"(a) In presumed self defense on behalf of a third party. (Putstivothilfe is the technical term in the German legal language).
(b) Under conditions of presumed necessity to act for the rescue of a third party from immediate, otherwise unavoidable danger, (so-called 'Putativnotstand')."
In other words, it is claimed that the defendants in committing the acts charged to them, acted in self defense for the benefit of a third party, the third party being Germany. In developing this theme of defense for Germany, Dr. Aschenauer insisted that this Tribunal apply his interpretation of Soviet Law. One can not avoid noting the paradox of the defendants' invoking the law of a country whose jurisprudence, ideologies, government and social systems were all declared antagonistic to Germany, and which very laws, ideologies, government and social system the defendants, with the rest of the German armed forces, had set out to destroy. However, it is the prerogative of Defense Counsel to advance any argument which he deems appropriate in behalf of his client and the fact that Dr. Aschenauer considers Soviet Law more modern than German Law cannot fail to be interesting:
"It has thus achieved the aim which the German reform legislation has been striving at for a long time. Acts of necessity are unrestrictedly admissible if they are necessary for the protection of higher interests in so far as the danger could not be averted by any other means."

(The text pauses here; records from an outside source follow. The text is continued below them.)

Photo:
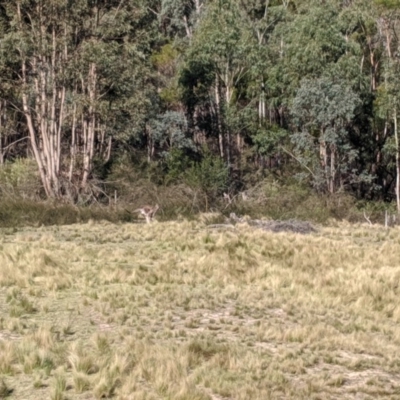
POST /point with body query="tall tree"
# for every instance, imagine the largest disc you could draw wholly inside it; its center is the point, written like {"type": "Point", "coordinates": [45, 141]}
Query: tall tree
{"type": "Point", "coordinates": [77, 64]}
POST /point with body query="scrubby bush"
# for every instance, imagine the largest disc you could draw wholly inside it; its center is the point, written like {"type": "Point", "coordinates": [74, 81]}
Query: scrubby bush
{"type": "Point", "coordinates": [20, 179]}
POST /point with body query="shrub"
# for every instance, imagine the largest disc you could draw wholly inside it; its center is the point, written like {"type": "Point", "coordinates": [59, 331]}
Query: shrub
{"type": "Point", "coordinates": [20, 179]}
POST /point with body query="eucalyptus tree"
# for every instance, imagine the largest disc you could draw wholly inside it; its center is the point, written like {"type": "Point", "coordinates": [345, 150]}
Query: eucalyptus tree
{"type": "Point", "coordinates": [217, 65]}
{"type": "Point", "coordinates": [388, 99]}
{"type": "Point", "coordinates": [322, 112]}
{"type": "Point", "coordinates": [76, 66]}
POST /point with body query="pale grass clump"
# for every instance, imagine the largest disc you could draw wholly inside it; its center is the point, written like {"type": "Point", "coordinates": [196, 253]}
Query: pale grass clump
{"type": "Point", "coordinates": [184, 311]}
{"type": "Point", "coordinates": [7, 359]}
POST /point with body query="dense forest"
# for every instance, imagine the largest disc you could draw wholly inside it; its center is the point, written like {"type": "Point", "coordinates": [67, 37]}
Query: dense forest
{"type": "Point", "coordinates": [213, 94]}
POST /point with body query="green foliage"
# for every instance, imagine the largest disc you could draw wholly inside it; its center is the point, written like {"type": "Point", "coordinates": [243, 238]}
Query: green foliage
{"type": "Point", "coordinates": [20, 179]}
{"type": "Point", "coordinates": [268, 139]}
{"type": "Point", "coordinates": [209, 175]}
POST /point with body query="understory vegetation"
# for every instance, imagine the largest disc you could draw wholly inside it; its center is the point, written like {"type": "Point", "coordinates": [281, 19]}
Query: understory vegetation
{"type": "Point", "coordinates": [111, 102]}
{"type": "Point", "coordinates": [199, 310]}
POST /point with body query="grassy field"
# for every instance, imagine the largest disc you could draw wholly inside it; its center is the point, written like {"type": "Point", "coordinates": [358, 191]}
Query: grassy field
{"type": "Point", "coordinates": [182, 311]}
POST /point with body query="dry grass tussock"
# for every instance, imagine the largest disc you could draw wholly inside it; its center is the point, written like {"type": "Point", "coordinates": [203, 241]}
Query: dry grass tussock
{"type": "Point", "coordinates": [180, 311]}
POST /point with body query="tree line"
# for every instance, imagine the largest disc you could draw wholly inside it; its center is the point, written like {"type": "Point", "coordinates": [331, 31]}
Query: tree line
{"type": "Point", "coordinates": [308, 86]}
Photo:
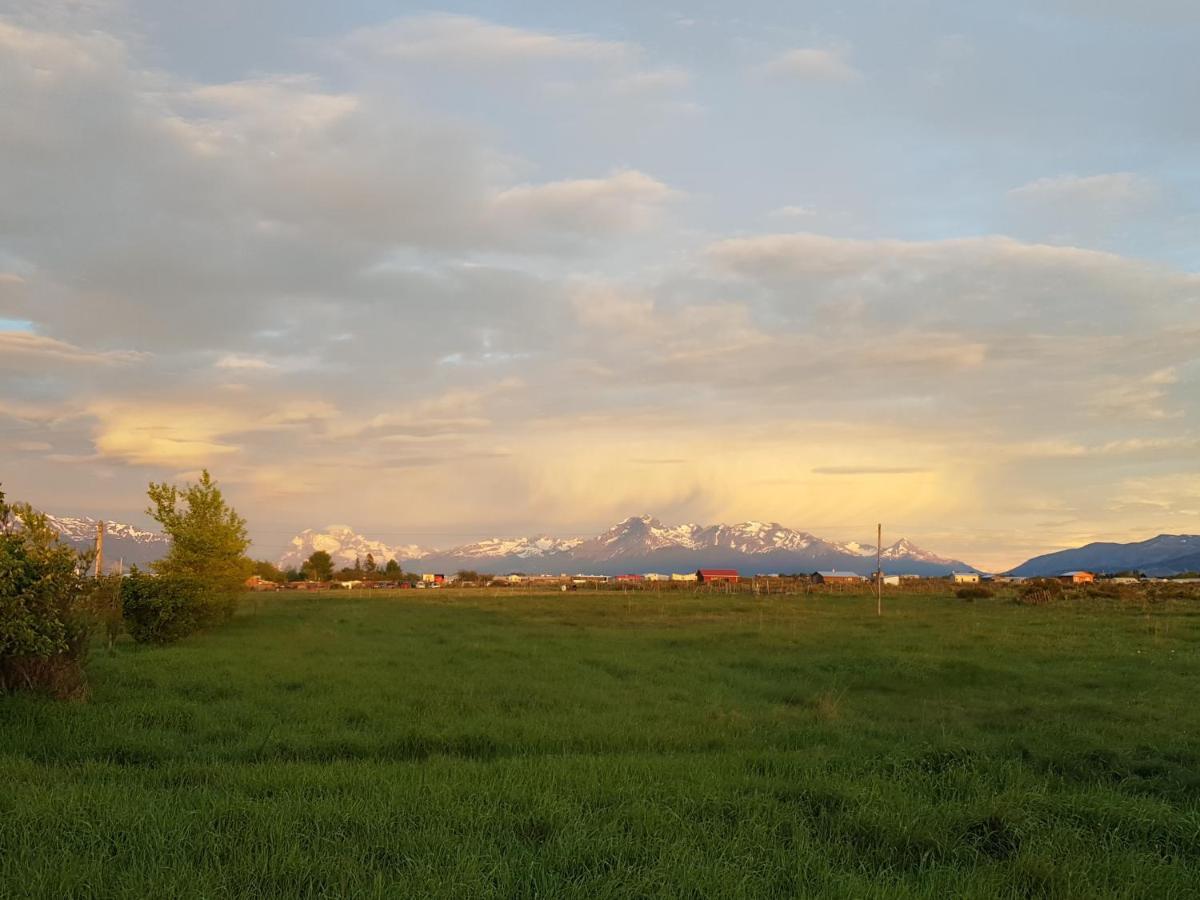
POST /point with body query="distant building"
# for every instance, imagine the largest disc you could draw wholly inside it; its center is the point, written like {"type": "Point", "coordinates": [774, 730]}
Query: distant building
{"type": "Point", "coordinates": [1077, 577]}
{"type": "Point", "coordinates": [837, 577]}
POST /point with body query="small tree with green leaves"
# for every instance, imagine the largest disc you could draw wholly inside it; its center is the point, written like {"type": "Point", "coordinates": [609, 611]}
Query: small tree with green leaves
{"type": "Point", "coordinates": [208, 543]}
{"type": "Point", "coordinates": [43, 617]}
{"type": "Point", "coordinates": [319, 567]}
{"type": "Point", "coordinates": [268, 571]}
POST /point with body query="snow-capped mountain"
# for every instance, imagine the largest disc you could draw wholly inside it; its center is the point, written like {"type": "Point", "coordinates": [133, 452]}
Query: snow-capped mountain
{"type": "Point", "coordinates": [520, 547]}
{"type": "Point", "coordinates": [637, 544]}
{"type": "Point", "coordinates": [345, 546]}
{"type": "Point", "coordinates": [124, 544]}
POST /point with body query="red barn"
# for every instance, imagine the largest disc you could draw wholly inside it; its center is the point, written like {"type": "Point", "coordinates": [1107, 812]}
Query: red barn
{"type": "Point", "coordinates": [714, 576]}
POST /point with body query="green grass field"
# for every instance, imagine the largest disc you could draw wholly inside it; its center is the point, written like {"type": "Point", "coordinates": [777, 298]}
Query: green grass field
{"type": "Point", "coordinates": [462, 744]}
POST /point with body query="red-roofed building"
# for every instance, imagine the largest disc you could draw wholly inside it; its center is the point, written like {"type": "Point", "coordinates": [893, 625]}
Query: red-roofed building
{"type": "Point", "coordinates": [714, 576]}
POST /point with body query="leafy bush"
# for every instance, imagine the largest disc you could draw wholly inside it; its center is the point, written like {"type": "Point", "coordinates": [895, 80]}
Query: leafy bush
{"type": "Point", "coordinates": [43, 627]}
{"type": "Point", "coordinates": [167, 607]}
{"type": "Point", "coordinates": [973, 593]}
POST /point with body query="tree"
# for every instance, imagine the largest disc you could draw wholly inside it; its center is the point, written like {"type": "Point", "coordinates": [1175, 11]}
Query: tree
{"type": "Point", "coordinates": [319, 567]}
{"type": "Point", "coordinates": [208, 538]}
{"type": "Point", "coordinates": [43, 623]}
{"type": "Point", "coordinates": [268, 571]}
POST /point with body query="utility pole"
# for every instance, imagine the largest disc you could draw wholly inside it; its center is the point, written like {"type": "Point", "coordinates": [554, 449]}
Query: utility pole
{"type": "Point", "coordinates": [100, 549]}
{"type": "Point", "coordinates": [879, 569]}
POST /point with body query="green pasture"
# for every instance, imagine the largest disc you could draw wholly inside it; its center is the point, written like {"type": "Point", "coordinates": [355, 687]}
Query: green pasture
{"type": "Point", "coordinates": [465, 744]}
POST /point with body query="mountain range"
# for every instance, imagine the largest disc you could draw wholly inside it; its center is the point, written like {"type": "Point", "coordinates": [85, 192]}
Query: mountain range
{"type": "Point", "coordinates": [124, 545]}
{"type": "Point", "coordinates": [643, 544]}
{"type": "Point", "coordinates": [639, 544]}
{"type": "Point", "coordinates": [1164, 555]}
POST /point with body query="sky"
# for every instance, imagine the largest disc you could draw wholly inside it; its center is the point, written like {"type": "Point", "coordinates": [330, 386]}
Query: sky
{"type": "Point", "coordinates": [505, 269]}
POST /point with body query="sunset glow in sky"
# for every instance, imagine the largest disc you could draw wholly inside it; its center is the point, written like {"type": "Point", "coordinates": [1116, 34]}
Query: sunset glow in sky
{"type": "Point", "coordinates": [533, 268]}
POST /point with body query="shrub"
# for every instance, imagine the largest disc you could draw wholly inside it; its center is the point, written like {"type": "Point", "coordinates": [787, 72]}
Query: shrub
{"type": "Point", "coordinates": [973, 593]}
{"type": "Point", "coordinates": [43, 628]}
{"type": "Point", "coordinates": [168, 607]}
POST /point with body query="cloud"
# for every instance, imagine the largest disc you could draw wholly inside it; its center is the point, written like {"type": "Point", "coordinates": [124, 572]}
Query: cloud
{"type": "Point", "coordinates": [623, 202]}
{"type": "Point", "coordinates": [1115, 189]}
{"type": "Point", "coordinates": [22, 348]}
{"type": "Point", "coordinates": [240, 363]}
{"type": "Point", "coordinates": [814, 64]}
{"type": "Point", "coordinates": [1085, 209]}
{"type": "Point", "coordinates": [793, 211]}
{"type": "Point", "coordinates": [654, 81]}
{"type": "Point", "coordinates": [448, 40]}
{"type": "Point", "coordinates": [869, 471]}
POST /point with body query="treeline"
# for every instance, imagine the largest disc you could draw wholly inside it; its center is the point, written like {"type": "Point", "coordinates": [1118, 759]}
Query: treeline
{"type": "Point", "coordinates": [319, 567]}
{"type": "Point", "coordinates": [51, 609]}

Under this theory of law any belligerent who is hard-pressed would be allowed unilaterally to abrogate the laws and customs of
"If the existence of the State or of the nation is directly threatened, then any citizen -- and not only those appointed for this purpose by the State -- may act for their own protection."
Under this state of law a citizen of Abyssinia could proceed to Norway and there kill a Norwegian on the basis that he, the Abyssinian, was motivated only by the desire to protect his country from an assumed aggression by the Norwegian.
And that is not all:
"An error concerning the prerequisites of self defense or of an act for the protection of a third party is to be treated as an error about facts and constitutes, according to the reason for, the avoidability and also the degree of gravity of the individual error, a legal excuse or -- at the very least -- a mitigating circumstance."
Thus, if the Abyssinian mentioned above, invaded Norway out of assumed necessity to protect his nation's interest, but it developed later that he killed the wrong person, he would be absolved because he had simply made a mistake. The fact that this astounding proposition is advanced in all seriousness demonstrates how desperate is the need for a further revaluation of the sacredness of life and for emphasizing the difference between patriotism and murder.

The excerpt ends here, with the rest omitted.